As the Hammers return to continental competition, it is with recent memories of ignominy. Their presence in the group stages, product of a top-six finish in the Premier League, in itself ensures they will play in Europe for the first time in a season after November since the 1980-81 Cup Winners’ Cup. Their last two forays have brought play-off and qualifying exits to the Romanian underdogs.
Monday marked the fifth anniversary of an infamous tweet by West Ham co-chairman David Gold. “There’s absolutely no reason why we can’t be playing in the Champions League in the next five years,” he wrote. It seemed an example of the gulf between rhetoric and reality: West Ham rarely reached Europe and when they did, they beat an embarrassingly early exit.
David Moyes has done much to alter the culture of the club, rebranding expensive underachievers as industrious achievers. Last season brought their highest finish for 22 years and only their second in the upper half of the Premier League in 12. West Ham only finished two points behind fourth and they have begun the current campaign as one of the division’s five unbeaten teams.
West Ham go to Dinamo Zagreb on Thursday looking to offer further proof of their stature. It offers a comparison with local rivals: Tottenham lost 3-0 to the serial Croatian champions last season, a few days after manager Zoran Mamic was convicted of fraud. He is now a fugitive in Bosnia and Dinamo are coached by his former assistant Damir Krznar. If it has made West Ham look a normal club in comparison, Dinamo still possess Mislav Orsic, the scorer of the hat-trick against Tottenham.
For Moyes, this seems another stepping stone in his renaissance. His last European tie was Manchester United’s 2014 Champions League quarter-final against Bayern Munich. If his record in Europe with Everton was undistinguished, he was at least a regular qualifier. If much of Moyes’ work in London is reminiscent of the job he did on Merseyside, from an excellent record in the transfer market to forging a purposeful, resilient team, the realistic objective ought to be to ensure top-eight finishes are an annual affair.
They have been rarities for West Ham. If he plays, this will be Declan Rice’s European debut.

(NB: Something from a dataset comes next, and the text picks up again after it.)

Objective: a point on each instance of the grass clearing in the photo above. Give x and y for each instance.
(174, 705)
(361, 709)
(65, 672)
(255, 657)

In a sense, he has been an incongruous presence in the England team, playing in the final of Euro 2020 before any continental club game. That fuelled the sense he should decamp to a Champions League club.
As Moyes faces a reunion with United on Sunday, he has decisions to make. This is arguably the hardest game in a pool that also contains Genk and Rapid Vienna. Michail Antonio, his only specialist striker, may play as he is suspended on Sunday. The new signing Nikola Vlasic could get a first start though, as a former Hajduk Split player, the Dinamo fans may be hostile towards him. Perhaps the other summer signings, Kurt Zouma, Alex Kral and Alphonse Areola, will be granted debuts.
And maybe West Ham will bring back memories of a distant past. They are a club with a European pedigree. When they won the Cup Winners’ Cup in 1965, they were the second English club to taste glory in continental competition, after Tottenham. Their first four European adventures also brought appearances in the final, semi-final and quarter-final. Their subsequent record is wretched but Moyes has changed much about West Ham.